401. In order to put down the combination of booksellers, no plan appears so likely to succeed as a counter-association of authors. If any considerable portion of the literary world were to unite and form such an association; and if its affairs were directed by an active committee, much might be accomplished. The objects of such an union should be, to employ some person well skilled in the printing, and in the bookselling trade; and to establish him in some central situation as their agent. Each member of the association to be at liberty to place any, or all of his works in the hands of this agent for sale; to allow any advertisements, or list of books published by members of the association, to be stitched up at the end of each of his own productions; the expense of preparing them being defrayed by the proprietors of the books advertised.
The duties of the agent would be to retail to the public, for ready money, copies of books published by members of the association. To sell to the trade, at prices agreed upon, any copies they may require. To cause to be inserted in the journals, or at the end of works published by members, any advertisements which the committee or authors may direct. To prepare a general catalogue of the works of members. To be the agent for any member of the association respecting the printing of any work.
Such a union would naturally present other advantages; and as each author would retain the liberty of putting any price he might think fit on his productions, the public would have the advantage of reduction in price produced by competition between authors on the same subject, as well as of that arising from a cheaper mode of publishing the volumes sold to them.
402. Possibly, one of the consequences resulting from such an association, would be the establishment of a good and an impartial review, a work the want of which has been felt for several years. The two long-established and celebrated reviews, the unbending champions of the most opposite political opinions. are, from widely differing causes, exhibiting unequivocal signs of decrepitude and decay. The quarterly advocate of despotic principles is fast receding from the advancing intelligence of the age; the new strength and new position which that intelligence has acquired, demands for its expression, new organs, equally the representatives of its intellectual power, and of its moral energies: whilst, on the other hand, the sceptre of the northern critics has passed, from the vigorous grasp of those who established its dominion, into feebler hands.

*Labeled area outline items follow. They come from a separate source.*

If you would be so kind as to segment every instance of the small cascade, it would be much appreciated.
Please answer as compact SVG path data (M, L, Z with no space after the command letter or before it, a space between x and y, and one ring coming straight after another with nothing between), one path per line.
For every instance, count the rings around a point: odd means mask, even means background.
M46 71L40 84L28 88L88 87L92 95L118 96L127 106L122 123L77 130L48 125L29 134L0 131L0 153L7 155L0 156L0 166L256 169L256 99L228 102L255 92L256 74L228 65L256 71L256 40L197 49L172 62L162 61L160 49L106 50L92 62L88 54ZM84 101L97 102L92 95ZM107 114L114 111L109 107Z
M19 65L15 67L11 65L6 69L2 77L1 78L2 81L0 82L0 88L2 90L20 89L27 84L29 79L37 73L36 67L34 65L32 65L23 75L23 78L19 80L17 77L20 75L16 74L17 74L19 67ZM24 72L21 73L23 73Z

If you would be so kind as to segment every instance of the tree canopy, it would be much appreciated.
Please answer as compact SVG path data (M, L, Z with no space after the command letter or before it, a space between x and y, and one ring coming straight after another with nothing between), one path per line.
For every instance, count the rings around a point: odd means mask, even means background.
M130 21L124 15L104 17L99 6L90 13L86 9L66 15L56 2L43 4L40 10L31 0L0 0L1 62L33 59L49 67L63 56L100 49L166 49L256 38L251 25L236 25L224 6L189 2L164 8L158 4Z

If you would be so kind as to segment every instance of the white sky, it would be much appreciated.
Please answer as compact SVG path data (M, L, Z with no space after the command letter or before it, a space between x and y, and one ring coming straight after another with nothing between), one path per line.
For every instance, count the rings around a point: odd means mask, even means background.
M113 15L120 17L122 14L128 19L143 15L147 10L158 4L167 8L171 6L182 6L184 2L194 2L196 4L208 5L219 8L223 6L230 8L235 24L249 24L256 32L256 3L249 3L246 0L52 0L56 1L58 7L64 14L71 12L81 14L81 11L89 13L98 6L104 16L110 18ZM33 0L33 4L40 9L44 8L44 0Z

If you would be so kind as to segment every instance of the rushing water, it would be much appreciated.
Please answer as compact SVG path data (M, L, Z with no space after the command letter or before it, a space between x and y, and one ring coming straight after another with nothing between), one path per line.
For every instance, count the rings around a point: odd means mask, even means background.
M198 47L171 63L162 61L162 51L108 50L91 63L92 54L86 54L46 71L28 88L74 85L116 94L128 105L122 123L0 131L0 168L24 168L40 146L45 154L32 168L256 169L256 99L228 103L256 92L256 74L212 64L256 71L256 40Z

403. It may be stated as a difficulty in realizing this suggestion, that those most competent to supply periodical criticism, are already engaged. But it is to be observed, that there are many who now supply literary criticisms to journals, the political principles of which they disapprove; and that if once a respectable and well-supported review(5*) were established, capable of competing, in payment to its contributors, with the wealthiest of its rivals, it would very soon be supplied with the best materials the country can produce. (6*) It may also be apprehended that such a combination of authors would be favourable to each other. There are two temptations to which an editor of a review is commonly exposed: the first is, a tendency to consult too much, in the works he criticizes, the interest of the proprietor of his review; the second, a similar inclination to consult the interests of his friends. The plan which has been proposed removes one of these temptations, but it would be very difficult, if not impossible, to destroy the other.
NOTES:
1. The whole of the subsequent details relate to the first edition of this work.
2. These details vary with different books and different publishers; those given in the text are believed to substantially correct, and are applicable to works like the present.
3. It is now understood that the use of spies has been given up; and it is also known that the system of underselling is again privately resorted to by many, so that the injury arising from this arbitrary system, pursued by the great booksellers, affects only, or most severely, those whose adherence to an extorted promise most deserves respect. Note to the second edition.
4 The monopoly cases. Nos. 1. 2. and 3. of those published by Mr Pickering, should be consulted upon this point; and, as the public will be better able to form a judgement by hearing the other side of the question, it is to be hoped the Chairman of the Committee (Mr Richardson) will publish those regulations respecting the trade, a copy of which. Mr Pickering states, is refused by the Committee even to those who sign them.